A particularly interesting aspect of the USA-NPN is its intent to make heavy use of "citizen-scientists" to provide local-level phenological data. Citizen-scientists might be students, teachers, gardeners, hikers, backyard naturalists—in short, anyone who's interested in local phenological events and keeping track of them. Top-down technology isn't sufficient for the data-gathering efforts that will be needed to make the USA-NPN a success; it will take bottom-up, on-the-ground participation too, a partnership of technology and people. Thus, just as current development planning recognizes the importance of local knowledge and commitment to any development project's success, the notion of "citizen scientists" acknowledges the importance of locally gathered data to the success of efforts to model global systems and develop strategies to mitigate environmental problems.
Whether expressed in a pastoralist's ability to judge precisely the best moment to move his flocks or an urban gardener's decades-long record of when her fruit trees flower, local knowledge, as well as scientific expertise, will be an essential element of any successful mitigation strategies devised to combat desertification. And this gets us back to a theme often stressed in these editorial pages: Solving these problems and protecting the unique nature of drylands will take everyone's best efforts. We can all observe; we can all act; we all have something to contribute. We are in fact all "citizen scientists" of planet Earth, and the individual actions we each take, however small they may seem, can indeed be of vital importance to our common future.

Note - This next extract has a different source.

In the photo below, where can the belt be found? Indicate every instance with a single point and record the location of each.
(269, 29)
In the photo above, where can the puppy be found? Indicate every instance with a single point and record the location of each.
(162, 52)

Penzias, Arno. 1989. Ideas and information: Managing in a high-tech world. New York: Norton.
UNESCO. 2006. International Scientific Conference "The Future of Drylands", Tunis (Tunisia), 19 to 21 June 2006: Declaration on research priorities to promote sustainable development in drylands, or the "Tunis Declaration". Online: http://www.unesco.org/mab/ecosyst/drylands/docs/E_Tunisdeclaration.pdf.
United Nations. 2005. Millennium Development Goals web site. Online: http://www.un.org/millenniumgoals/
White, Gilbert (ed). 1956. The future of arid lands: Papers and recommendations from the International Arid Lands Meetings. Washington, D.C.: American Association for the Advancement of Science.